Die digitale Revolution schreitet so rasant voran, dass unsere Sprache manchmal der Realität hinterherhinkt: So ergibt der Ausdruck „ins Internet gehen“ heute kaum noch Sinn, denn das Internet ist zur Infrastruktur fast aller unserer alltäglichen Aktivitäten geworden: Kommunikation, Information, Einkauf, Unterhaltung, Kontoführung, politische Partizipation, Organisation, Jobsuche und vieles mehr finden heute in virtuellen Umgebungen statt, in denen wir mit unseren Profilen auch dann präsent bleiben, wenn wir gerade „offline“ sind. Wer ein Smartphone mit sich führt, ist permanent „online“.

Fast alle Wirkungen des Internets leiten sich daraus ab, dass es hilft, die Grenzen von Raum und
Zeit zu überwinden. Schon in den 1950er-Jahren, als Telefon und Fernseher in die Haushalte kamen, konstatierte der Schriftsteller Max Frisch: „Wir sind Fernseher, Fernhörer, Fernwisser.“ Das gilt für die digitale Gesellschaft erst recht, vielleicht mit der Ergänzung, dass wir auch noch „Fernhandler“ geworden sind.
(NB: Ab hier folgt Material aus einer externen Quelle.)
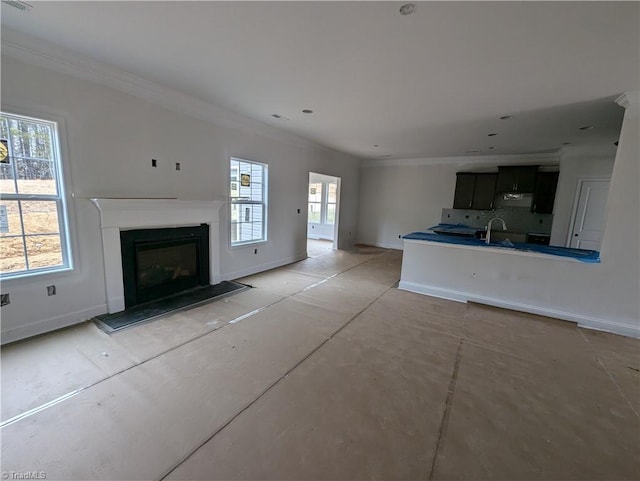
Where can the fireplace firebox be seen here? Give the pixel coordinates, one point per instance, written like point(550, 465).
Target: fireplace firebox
point(157, 263)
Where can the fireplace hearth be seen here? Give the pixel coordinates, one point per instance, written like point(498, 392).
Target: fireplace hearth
point(158, 263)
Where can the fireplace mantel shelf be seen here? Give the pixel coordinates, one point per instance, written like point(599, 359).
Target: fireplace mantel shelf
point(141, 213)
point(124, 214)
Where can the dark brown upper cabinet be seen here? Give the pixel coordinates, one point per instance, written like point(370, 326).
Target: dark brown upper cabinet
point(545, 193)
point(474, 191)
point(521, 178)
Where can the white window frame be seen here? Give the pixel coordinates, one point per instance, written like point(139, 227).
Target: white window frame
point(59, 199)
point(263, 202)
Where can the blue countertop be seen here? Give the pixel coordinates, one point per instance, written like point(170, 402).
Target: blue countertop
point(582, 255)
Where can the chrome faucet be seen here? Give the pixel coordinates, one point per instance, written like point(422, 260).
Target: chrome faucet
point(504, 227)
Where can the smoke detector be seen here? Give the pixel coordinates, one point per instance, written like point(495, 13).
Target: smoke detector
point(23, 6)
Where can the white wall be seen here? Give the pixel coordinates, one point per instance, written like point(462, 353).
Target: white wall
point(601, 296)
point(575, 165)
point(109, 139)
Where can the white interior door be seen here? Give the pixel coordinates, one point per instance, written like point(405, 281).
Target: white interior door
point(589, 220)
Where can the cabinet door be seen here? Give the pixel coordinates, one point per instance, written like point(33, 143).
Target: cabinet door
point(484, 192)
point(526, 178)
point(506, 179)
point(545, 193)
point(517, 178)
point(465, 185)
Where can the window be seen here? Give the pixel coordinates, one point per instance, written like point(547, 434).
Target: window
point(248, 193)
point(322, 202)
point(332, 188)
point(33, 224)
point(315, 202)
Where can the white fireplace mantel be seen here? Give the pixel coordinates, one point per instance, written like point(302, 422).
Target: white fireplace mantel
point(126, 214)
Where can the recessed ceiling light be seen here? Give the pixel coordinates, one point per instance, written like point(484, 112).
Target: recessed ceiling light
point(407, 9)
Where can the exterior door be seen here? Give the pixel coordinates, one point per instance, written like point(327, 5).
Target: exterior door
point(589, 220)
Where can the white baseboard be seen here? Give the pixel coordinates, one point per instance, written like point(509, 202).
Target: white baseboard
point(51, 324)
point(262, 267)
point(582, 320)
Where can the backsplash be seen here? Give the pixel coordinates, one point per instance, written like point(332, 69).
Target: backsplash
point(518, 219)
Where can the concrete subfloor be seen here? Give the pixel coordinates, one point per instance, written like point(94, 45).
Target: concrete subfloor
point(325, 371)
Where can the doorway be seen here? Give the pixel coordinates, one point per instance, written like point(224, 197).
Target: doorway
point(323, 197)
point(589, 214)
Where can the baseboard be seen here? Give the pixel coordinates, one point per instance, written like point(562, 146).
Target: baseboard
point(51, 324)
point(582, 321)
point(230, 276)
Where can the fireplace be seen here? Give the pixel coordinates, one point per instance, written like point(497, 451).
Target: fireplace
point(120, 215)
point(157, 263)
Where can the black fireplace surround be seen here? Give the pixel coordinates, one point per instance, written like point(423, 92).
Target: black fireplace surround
point(157, 263)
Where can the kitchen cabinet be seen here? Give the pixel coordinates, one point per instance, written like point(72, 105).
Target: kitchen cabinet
point(520, 178)
point(544, 194)
point(474, 191)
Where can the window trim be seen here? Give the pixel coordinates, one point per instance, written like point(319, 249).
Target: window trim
point(264, 203)
point(61, 199)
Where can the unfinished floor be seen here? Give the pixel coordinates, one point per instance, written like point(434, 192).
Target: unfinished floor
point(325, 371)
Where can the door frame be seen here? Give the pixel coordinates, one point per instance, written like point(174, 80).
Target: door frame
point(576, 201)
point(338, 193)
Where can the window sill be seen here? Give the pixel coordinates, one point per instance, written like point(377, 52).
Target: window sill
point(249, 244)
point(31, 275)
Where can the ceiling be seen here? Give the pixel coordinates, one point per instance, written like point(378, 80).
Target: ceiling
point(380, 84)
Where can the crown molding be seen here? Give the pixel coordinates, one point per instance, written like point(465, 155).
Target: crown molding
point(631, 102)
point(38, 52)
point(542, 159)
Dies bedeutet einerseits eine ungeheure Ausweitung unserer individuellen Autonomie, was sicherlich auch die Beliebtheit des Internets und seiner digitalen Applikationen erklärt. Auch die digitale Wirtschaft „brummt“ und schafft Innovationen, Wachstum und Arbeitsplätze (vgl. Podesta 2014).
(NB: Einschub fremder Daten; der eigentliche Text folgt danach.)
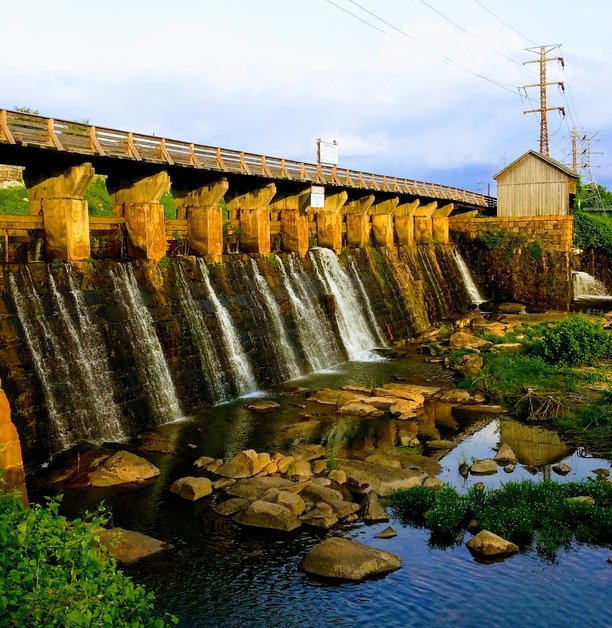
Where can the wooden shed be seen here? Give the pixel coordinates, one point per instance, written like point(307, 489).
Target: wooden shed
point(535, 185)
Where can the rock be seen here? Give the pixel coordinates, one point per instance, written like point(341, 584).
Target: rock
point(358, 408)
point(511, 308)
point(203, 462)
point(438, 443)
point(387, 533)
point(245, 464)
point(471, 364)
point(263, 406)
point(486, 466)
point(348, 560)
point(456, 396)
point(505, 455)
point(321, 516)
point(231, 506)
point(337, 475)
point(587, 500)
point(267, 515)
point(433, 483)
point(561, 468)
point(486, 543)
point(363, 476)
point(121, 468)
point(128, 546)
point(372, 510)
point(192, 488)
point(461, 340)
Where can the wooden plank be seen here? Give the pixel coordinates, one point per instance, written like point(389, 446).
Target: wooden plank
point(5, 128)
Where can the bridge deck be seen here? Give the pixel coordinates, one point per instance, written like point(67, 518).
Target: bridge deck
point(82, 139)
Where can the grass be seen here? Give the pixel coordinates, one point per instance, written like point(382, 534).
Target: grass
point(532, 515)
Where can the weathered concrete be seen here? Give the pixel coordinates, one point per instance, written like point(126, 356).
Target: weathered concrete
point(137, 199)
point(58, 196)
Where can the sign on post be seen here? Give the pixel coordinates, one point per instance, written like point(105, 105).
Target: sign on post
point(327, 153)
point(317, 196)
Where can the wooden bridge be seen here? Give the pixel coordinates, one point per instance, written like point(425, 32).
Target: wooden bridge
point(264, 194)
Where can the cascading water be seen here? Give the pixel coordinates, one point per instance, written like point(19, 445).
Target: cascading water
point(71, 362)
point(314, 331)
point(357, 337)
point(212, 371)
point(468, 280)
point(240, 367)
point(282, 346)
point(436, 290)
point(152, 369)
point(368, 306)
point(588, 287)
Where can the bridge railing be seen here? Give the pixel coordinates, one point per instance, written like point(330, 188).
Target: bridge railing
point(76, 137)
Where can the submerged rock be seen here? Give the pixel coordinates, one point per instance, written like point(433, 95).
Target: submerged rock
point(122, 467)
point(348, 560)
point(487, 543)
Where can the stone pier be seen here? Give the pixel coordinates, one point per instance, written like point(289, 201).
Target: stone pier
point(251, 207)
point(198, 203)
point(58, 195)
point(137, 199)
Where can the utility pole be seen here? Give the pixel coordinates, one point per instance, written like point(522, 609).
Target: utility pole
point(542, 51)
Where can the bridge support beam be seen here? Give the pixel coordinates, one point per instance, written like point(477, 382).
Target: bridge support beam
point(329, 221)
point(440, 223)
point(294, 220)
point(382, 221)
point(58, 196)
point(254, 216)
point(137, 199)
point(404, 222)
point(199, 204)
point(423, 223)
point(358, 220)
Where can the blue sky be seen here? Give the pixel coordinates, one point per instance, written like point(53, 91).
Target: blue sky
point(271, 76)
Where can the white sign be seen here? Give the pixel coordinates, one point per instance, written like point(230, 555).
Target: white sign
point(317, 196)
point(327, 153)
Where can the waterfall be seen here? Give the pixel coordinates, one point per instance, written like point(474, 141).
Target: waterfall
point(468, 280)
point(355, 333)
point(287, 359)
point(71, 361)
point(152, 369)
point(587, 287)
point(240, 367)
point(314, 331)
point(212, 371)
point(439, 299)
point(366, 301)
Aber wir sind auch verwundbar geworden. Unsere digitalen Existenzen weiten sich im virtuellen Raum ungeheuerlich aus, denn bei jeder digital mediatisierten Aktivität werden personenbezogene Daten gesammelt und gespeichert, oft in fremden Staaten. Es wird immer schwieriger, jene Informationen, die unsere Identität konstituieren, noch selbst kontrollieren zu können. Der vollständige Rückzug aus den digitalen Netzen ist keine Option mehr, man kann sich darin sprichwörtlich verfangen.
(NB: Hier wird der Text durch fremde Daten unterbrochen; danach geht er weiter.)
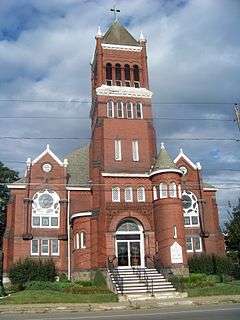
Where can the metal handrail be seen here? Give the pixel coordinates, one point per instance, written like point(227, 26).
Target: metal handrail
point(114, 271)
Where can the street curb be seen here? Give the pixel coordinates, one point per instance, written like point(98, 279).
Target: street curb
point(118, 306)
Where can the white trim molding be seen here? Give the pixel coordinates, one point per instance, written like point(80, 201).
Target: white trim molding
point(182, 155)
point(16, 186)
point(121, 47)
point(165, 171)
point(125, 175)
point(48, 151)
point(122, 91)
point(81, 214)
point(78, 188)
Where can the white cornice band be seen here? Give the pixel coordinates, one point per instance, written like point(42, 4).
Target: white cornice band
point(121, 47)
point(16, 186)
point(81, 214)
point(78, 188)
point(122, 91)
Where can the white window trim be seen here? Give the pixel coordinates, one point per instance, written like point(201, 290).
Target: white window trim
point(155, 195)
point(129, 104)
point(34, 253)
point(141, 189)
point(135, 150)
point(130, 190)
point(110, 104)
point(141, 110)
point(122, 109)
point(82, 244)
point(114, 189)
point(200, 241)
point(117, 150)
point(58, 252)
point(44, 253)
point(162, 195)
point(172, 190)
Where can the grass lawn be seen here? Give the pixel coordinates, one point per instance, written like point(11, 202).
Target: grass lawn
point(48, 296)
point(230, 288)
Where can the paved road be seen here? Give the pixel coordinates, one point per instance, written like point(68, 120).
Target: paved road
point(231, 312)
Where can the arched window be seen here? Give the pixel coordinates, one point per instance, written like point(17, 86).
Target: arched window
point(127, 74)
point(118, 76)
point(129, 108)
point(190, 209)
point(141, 194)
point(155, 195)
point(82, 240)
point(163, 190)
point(120, 113)
point(45, 209)
point(115, 194)
point(109, 71)
point(172, 190)
point(110, 109)
point(128, 193)
point(136, 76)
point(139, 113)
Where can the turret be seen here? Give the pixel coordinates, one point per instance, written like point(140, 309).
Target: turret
point(168, 213)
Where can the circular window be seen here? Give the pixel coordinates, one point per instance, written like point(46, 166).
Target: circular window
point(45, 201)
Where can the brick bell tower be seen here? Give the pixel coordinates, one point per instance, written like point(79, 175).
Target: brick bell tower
point(123, 137)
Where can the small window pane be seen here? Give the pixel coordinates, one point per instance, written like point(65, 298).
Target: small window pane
point(186, 221)
point(54, 222)
point(195, 220)
point(36, 221)
point(35, 247)
point(197, 243)
point(45, 221)
point(44, 247)
point(55, 247)
point(189, 244)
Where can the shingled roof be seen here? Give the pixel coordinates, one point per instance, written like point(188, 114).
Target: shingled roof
point(78, 167)
point(164, 161)
point(117, 34)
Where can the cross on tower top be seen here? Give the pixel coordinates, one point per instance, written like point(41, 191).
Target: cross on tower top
point(115, 10)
Vor allem kann man auf eine Art und Weise beobachtet und entblößt werden, wie das in vordigitaler Zeit undenkbar war, denn das „Fernwissen“, und zunehmend auch das „Fernhandeln“, findet auch in umgekehrter Richtung statt. Im Netz kursiert eine Karikatur, in der ein Nutzer auf den Bildschirm vor sich starrt, der die Linse eines riesigen Teleskops ist. Wer heute über eine Browser-Suche die weite Welt recherchiert, der muss damit rechnen, dass jemand anderes zeitgleich und gewissermaßen den Informationsfluss aufwärts tiefe Einblicke bis in unsere Psyche nimmt und aufgrund dieser Informationen entscheidet, welche Preise, Dienste oder Möglichkeiten wir bekommen oder eben nicht.

Die Digitalisierung hat noch lange kein Ende erreicht. Derzeit stehen wir an der Schwelle zum „Internet der Dinge“, wodurch sich die Menge der freigesetzten personenbezogenen Informationen noch potenzieren wird. Die Folgen betreffen nicht nur unsere sozialen Beziehungen; hier kann am ehesten mit flexiblen Anpassungen an die neue Lebenswelt gerechnet werden. Weitaus problematischer ist, dass dem Internet dicht auf den Fersen in der Regel der Markt und der Staat folgen, also Gewinn- und Herrschaftsinteressen. Die Privatsphäre, bislang wesentliches Element einer gesellschaftlichen Machtbalance zwischen Individuen, Wirtschaft und Staat, ist dabei hinderlich, sie wird von Wirtschaft und Staat mehr oder weniger gezielt unterlaufen: „Collective investment in the capability to fuse data is many times greater than investment in technologies that will enhance privacy“ (Podesta 2014: 54).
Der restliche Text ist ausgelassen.